The most important thing is having a CUDA-compatible hardware. Most of current graphics cards coming from NVIDIA (R) are programmable using the CUDA language. In the referred paper you can find an example of algorithm acceleration using multicore GPUs. There are lots of samples at internet for programming CUDA cards in order to exploit the inherent parallelism of some algorithms / functions.
Article Efficient tool path computation using multi-core GPUs
The first very important thing is to have your graphics card (best from nVidia). The simplest solution is to use geforce card (the same that we use in games) or a more efficient Tesla cards (see links below). Another important thing is to have a proper:
motherboard - you mast remember that in better graphic card Supplementary Power Connectors need 2x 6-pins and the Bus Support - PCI Express 3.0. If you want to add more cards you have on board an adequate number of PCI slots.
power supply - The power supply should have sufficient power to easily handle the PC and installed graphics card . In the specification of each card you can find such information.

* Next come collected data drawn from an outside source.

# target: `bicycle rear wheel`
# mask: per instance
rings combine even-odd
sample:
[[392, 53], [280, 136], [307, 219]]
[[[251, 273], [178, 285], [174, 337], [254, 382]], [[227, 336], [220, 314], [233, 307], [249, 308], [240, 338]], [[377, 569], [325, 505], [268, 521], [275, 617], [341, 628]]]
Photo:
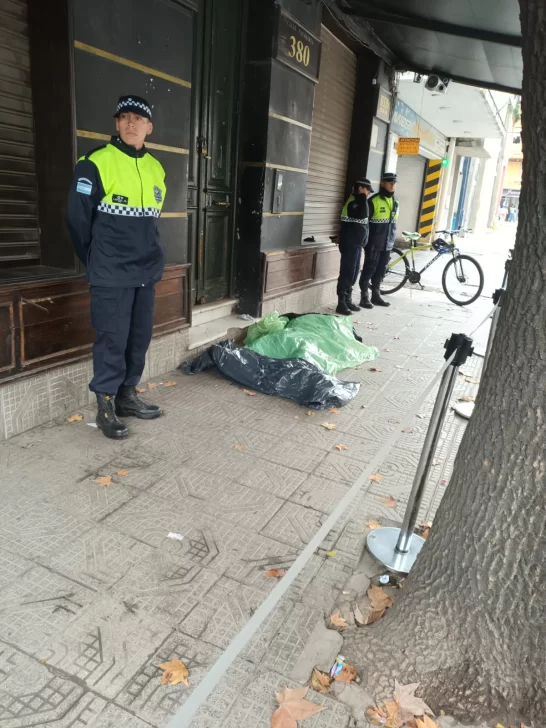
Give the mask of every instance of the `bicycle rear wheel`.
[[399, 291], [408, 280], [409, 271], [409, 263], [404, 257], [403, 251], [398, 248], [393, 248], [385, 277], [381, 282], [381, 293], [386, 295]]
[[483, 290], [483, 270], [470, 255], [457, 255], [444, 268], [442, 288], [452, 303], [468, 306]]

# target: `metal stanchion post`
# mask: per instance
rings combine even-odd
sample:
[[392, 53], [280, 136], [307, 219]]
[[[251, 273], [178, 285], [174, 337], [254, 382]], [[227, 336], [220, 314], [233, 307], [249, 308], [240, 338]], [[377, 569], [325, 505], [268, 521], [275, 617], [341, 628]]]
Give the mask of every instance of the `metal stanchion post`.
[[452, 354], [455, 356], [440, 382], [402, 528], [378, 528], [367, 539], [370, 553], [388, 569], [400, 574], [409, 573], [425, 543], [424, 539], [414, 533], [414, 529], [459, 367], [473, 354], [472, 339], [465, 334], [452, 334], [445, 349], [446, 360]]
[[[512, 255], [512, 251], [510, 250], [509, 255]], [[501, 312], [501, 307], [504, 300], [504, 294], [506, 293], [506, 286], [508, 284], [508, 276], [510, 274], [510, 267], [512, 265], [512, 259], [511, 257], [507, 258], [506, 262], [504, 263], [504, 278], [502, 279], [502, 286], [500, 288], [497, 288], [495, 293], [493, 293], [493, 303], [495, 304], [496, 308], [493, 311], [493, 315], [491, 316], [491, 328], [489, 329], [489, 335], [487, 337], [487, 344], [485, 345], [485, 354], [483, 356], [483, 367], [482, 367], [482, 376], [487, 368], [487, 362], [489, 361], [489, 355], [491, 354], [491, 347], [493, 346], [493, 339], [495, 338], [495, 332], [497, 330], [497, 324], [499, 323], [499, 317]], [[472, 413], [474, 412], [474, 402], [458, 402], [453, 409], [455, 412], [460, 416], [464, 417], [465, 420], [469, 420], [472, 417]]]

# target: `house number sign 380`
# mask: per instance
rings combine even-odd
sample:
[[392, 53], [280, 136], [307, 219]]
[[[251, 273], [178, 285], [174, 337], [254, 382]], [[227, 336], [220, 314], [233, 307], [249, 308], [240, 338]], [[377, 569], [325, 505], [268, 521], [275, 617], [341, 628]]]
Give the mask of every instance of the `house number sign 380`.
[[284, 10], [279, 12], [277, 60], [318, 81], [321, 42], [310, 30]]

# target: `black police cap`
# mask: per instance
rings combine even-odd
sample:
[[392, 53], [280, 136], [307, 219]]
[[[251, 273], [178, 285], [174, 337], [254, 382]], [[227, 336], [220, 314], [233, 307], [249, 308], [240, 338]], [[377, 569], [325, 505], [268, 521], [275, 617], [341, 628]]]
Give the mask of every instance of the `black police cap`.
[[143, 116], [145, 119], [152, 120], [150, 104], [141, 96], [120, 96], [114, 118], [124, 113], [139, 114], [139, 116]]

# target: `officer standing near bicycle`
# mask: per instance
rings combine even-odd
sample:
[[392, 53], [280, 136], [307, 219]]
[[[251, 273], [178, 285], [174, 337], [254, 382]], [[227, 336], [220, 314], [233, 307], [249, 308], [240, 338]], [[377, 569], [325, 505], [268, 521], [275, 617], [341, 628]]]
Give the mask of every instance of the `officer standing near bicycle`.
[[352, 194], [341, 211], [339, 252], [339, 278], [337, 282], [338, 305], [336, 313], [350, 316], [360, 311], [352, 301], [353, 286], [358, 279], [362, 249], [368, 242], [368, 196], [373, 192], [369, 179], [357, 180]]
[[[396, 237], [399, 204], [394, 196], [394, 191], [397, 182], [398, 177], [394, 173], [386, 172], [381, 178], [379, 192], [368, 198], [370, 210], [369, 237], [366, 258], [359, 282], [360, 305], [363, 308], [390, 306], [390, 303], [381, 297], [379, 289], [389, 264]], [[370, 283], [372, 287], [371, 300]]]
[[155, 419], [161, 409], [136, 393], [153, 329], [155, 284], [164, 254], [157, 219], [165, 199], [165, 171], [144, 146], [152, 111], [139, 96], [122, 96], [118, 136], [82, 157], [68, 198], [67, 222], [76, 253], [87, 266], [91, 292], [93, 379], [97, 425], [106, 437], [127, 437], [118, 417]]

In the computer which I use I have 1000W Power Supply (2X GTX graphic card - see picture below).
PC housing - When performing calculations using graphics cards is growing rapidly the temperature. It is therefore necessary to choose housing that will provide good cooling. In the computer which I use equipped with two GTX 680 cards I use housing Master HAF XM Cooler (see link below), which provides a very good cooling of all components.
If you already have a PC you can have the following software configurations:
You can use one of the following programming language: Open CL (OpenCL programs from C, C++, Fortran, or Python.), CUDA (CUDA programs from C, C++ or Python),
You can use software engineering that support calculations with use of the graphics cards (matlab, mathematica).

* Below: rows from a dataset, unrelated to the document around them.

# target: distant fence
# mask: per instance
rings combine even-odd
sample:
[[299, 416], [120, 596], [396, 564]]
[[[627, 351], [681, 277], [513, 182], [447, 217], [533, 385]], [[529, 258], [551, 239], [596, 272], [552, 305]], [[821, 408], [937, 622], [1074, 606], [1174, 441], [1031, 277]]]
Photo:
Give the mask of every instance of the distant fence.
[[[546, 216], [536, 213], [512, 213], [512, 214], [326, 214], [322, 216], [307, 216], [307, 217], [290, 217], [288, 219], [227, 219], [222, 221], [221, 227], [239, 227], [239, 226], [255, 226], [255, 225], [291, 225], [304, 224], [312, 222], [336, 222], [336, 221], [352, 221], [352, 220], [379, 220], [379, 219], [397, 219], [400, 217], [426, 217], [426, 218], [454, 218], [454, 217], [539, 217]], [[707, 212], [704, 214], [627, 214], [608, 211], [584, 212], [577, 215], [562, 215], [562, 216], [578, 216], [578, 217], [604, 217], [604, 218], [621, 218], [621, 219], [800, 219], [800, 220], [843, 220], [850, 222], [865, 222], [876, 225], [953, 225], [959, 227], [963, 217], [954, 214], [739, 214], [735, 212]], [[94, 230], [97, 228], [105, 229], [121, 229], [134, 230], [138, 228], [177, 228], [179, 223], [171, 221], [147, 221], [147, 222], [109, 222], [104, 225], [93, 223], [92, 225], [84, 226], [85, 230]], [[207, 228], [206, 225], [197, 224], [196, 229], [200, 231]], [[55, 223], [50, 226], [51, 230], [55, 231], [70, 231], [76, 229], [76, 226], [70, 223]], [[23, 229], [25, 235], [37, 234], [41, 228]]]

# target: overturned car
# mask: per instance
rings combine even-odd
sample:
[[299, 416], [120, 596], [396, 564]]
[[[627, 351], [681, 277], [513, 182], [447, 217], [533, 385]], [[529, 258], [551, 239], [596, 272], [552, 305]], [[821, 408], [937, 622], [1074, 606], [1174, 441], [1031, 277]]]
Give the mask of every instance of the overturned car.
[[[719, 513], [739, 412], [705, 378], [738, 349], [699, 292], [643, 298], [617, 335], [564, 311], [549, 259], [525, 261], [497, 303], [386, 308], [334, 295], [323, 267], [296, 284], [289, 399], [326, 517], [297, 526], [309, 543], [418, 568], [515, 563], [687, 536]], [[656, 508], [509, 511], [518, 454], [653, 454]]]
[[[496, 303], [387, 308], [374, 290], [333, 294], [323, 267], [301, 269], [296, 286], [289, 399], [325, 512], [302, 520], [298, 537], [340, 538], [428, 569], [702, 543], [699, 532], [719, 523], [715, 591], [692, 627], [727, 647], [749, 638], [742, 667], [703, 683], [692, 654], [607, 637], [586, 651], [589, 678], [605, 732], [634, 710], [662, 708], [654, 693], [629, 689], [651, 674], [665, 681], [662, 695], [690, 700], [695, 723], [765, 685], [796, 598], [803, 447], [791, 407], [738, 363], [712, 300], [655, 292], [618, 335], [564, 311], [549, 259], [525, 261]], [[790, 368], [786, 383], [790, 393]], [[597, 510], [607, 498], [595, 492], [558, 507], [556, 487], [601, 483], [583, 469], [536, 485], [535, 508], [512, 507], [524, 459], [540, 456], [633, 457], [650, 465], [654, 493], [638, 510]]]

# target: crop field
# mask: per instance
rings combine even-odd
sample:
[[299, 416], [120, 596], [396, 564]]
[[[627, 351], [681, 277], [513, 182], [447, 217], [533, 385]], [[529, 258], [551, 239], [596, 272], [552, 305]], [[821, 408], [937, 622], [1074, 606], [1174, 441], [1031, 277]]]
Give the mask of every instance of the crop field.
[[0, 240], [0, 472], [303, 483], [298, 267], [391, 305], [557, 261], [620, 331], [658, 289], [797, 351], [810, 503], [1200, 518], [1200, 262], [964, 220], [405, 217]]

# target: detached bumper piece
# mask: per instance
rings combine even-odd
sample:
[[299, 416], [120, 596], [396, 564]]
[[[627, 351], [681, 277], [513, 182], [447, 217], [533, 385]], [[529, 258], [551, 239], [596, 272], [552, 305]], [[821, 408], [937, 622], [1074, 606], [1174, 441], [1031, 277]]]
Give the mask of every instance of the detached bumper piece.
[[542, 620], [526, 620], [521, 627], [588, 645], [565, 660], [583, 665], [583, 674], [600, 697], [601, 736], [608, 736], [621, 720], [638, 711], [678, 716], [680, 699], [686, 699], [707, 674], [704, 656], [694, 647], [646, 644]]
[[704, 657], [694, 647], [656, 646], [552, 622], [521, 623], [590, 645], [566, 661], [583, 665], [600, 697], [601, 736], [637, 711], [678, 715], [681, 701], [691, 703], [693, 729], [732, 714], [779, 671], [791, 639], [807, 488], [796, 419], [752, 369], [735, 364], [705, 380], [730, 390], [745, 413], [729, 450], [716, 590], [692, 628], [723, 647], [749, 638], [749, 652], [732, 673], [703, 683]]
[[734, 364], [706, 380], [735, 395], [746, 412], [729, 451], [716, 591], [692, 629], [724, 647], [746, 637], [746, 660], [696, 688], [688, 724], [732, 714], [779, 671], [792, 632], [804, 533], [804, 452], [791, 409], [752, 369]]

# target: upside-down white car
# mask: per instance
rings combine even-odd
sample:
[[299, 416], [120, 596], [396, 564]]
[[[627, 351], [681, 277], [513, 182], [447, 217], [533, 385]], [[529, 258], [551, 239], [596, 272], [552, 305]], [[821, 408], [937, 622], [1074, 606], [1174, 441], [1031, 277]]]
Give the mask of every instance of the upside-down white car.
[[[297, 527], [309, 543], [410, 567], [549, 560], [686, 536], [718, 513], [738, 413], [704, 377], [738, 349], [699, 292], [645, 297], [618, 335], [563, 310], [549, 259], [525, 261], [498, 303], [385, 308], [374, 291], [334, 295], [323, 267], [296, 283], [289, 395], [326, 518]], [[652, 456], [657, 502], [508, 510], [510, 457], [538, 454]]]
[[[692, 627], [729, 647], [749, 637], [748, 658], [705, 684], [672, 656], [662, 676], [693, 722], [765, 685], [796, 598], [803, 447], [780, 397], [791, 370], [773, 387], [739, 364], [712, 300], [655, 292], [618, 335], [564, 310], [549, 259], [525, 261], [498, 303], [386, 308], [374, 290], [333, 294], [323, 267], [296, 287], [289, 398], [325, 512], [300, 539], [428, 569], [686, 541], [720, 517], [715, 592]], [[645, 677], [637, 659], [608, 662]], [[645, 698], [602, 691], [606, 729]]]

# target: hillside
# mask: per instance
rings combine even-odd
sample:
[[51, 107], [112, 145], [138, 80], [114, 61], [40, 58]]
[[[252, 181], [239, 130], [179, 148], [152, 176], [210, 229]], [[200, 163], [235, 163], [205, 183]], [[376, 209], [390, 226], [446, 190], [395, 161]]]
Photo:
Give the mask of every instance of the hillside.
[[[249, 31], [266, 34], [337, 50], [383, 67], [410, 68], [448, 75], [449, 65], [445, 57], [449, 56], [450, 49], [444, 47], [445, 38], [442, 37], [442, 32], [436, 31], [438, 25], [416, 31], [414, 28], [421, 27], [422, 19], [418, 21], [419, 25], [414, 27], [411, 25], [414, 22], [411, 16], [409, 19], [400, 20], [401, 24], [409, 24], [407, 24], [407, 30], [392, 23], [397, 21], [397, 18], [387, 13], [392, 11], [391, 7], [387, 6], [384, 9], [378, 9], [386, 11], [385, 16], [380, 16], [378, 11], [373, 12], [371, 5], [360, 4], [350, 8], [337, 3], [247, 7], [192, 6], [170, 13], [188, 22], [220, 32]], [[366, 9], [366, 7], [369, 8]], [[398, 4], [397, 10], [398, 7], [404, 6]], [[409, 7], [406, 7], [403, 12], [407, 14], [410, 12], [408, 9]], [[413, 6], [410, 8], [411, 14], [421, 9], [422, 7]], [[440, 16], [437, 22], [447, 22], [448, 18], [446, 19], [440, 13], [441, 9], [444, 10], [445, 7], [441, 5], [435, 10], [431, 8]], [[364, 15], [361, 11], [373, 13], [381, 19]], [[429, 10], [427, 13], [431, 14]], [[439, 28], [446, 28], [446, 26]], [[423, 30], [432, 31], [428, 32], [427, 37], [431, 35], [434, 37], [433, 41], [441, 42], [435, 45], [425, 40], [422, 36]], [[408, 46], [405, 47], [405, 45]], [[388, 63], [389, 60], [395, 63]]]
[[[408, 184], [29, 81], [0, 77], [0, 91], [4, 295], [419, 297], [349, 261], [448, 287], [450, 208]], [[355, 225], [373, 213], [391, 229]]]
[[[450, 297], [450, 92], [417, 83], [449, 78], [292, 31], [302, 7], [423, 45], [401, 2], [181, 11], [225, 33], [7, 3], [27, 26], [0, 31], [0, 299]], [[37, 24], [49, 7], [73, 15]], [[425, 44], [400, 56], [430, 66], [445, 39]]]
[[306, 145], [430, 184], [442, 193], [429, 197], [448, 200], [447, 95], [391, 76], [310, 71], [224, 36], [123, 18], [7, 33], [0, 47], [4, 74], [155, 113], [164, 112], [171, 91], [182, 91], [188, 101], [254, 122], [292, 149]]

Both the first and the second option can be used on the operating system Windows or Linux. Easier configuration is using Windows but stable work done under Linux.
You just need a computer with a CUDA compatible GPU (see below), then of course install the drivers and software for your OS. Power required from your computer depends on the GPU, so you need to check the number of extra connectors that your power supply has (for example, 2x6pin like the GTX 970).
Your question is to general to allow a short or an specific answer. If you find this to long you can contact me.
There are some aspects you are confronted with:
The first and the most important is finances. It will severely limit your expectation horizon and will partly decide over hardare and software options.
For the next aspect. hardware, visit first two wikipedia pages:
- CUDA, and find what "compute capability" is, which is suitable for your application, which Nvidia chip provides it (gt, gk, gm, gp / 1xx, 2xx) and a small list of graphic cards that are based on it
- List of Nvidia graphic cards, where you ill find the complete list of Nvidia graphics cards and look in the lasts columns at processing power (Tflop single AND double precision), power consumption (TDP), and eventualy price and remember the first (card) and especially the second (cip) columns.
For learning, writing, debuging. profiling and testing any card will do. The newest generation ("compute capability") the better. Avoid the firsts couple of entry level as crippled or from older generations (Nvidia marketing policy)
If your application(s) need double precision as CFD, MHD, CAD/CAE (there are some that do not as N-body) and you are from the "enthusiast" class look for dual cards. I personally have three gtx295 (old but decent, double precision and extremely cheap on the second hand market) and looking for a gtx Titan Z (not X. crippled DP), the only professional card which arrived on the consumer maket (NVIDIA mistake?)
As for platform you have Intel (expensive) or AMD (cheaper). Look for a motherboard ith as many accesories and features you can find. You will never know when you will need them.
Be shure to have: as maany processor cores as CUDA cips plus one for the integrated video wwhich drives your display (you may dispense of it but there is no place here).
Be shure to have at least the amount of memory the nividia cards have combined (it is I/O mirrored) plus the memory required for the operating system and the softare applications in use (3-5GB)
As for the PSU you may find some "Online PSU calculator" on the web. Start with about (a reliable) 350W and add the videos. I personally use a 300W Fortron PSP Boster (slides into a CDROM slot) for each 300W hungry gtx295 so they can easely migrate and the PSU takes care of the motherboard only
The last aspect is software begining with the operating system: Windos(which gen)/Linux(wich distro). Prefer mature against new. Next comes the "CUDA Toolkit" and its exhaustive documentation (a must to read). Be aware that new toolkits deprecatred old hardare. And last your specific software: Matlab/octave. IDL/ gdl, python/python (hihi) but these are purpose specific and only you know.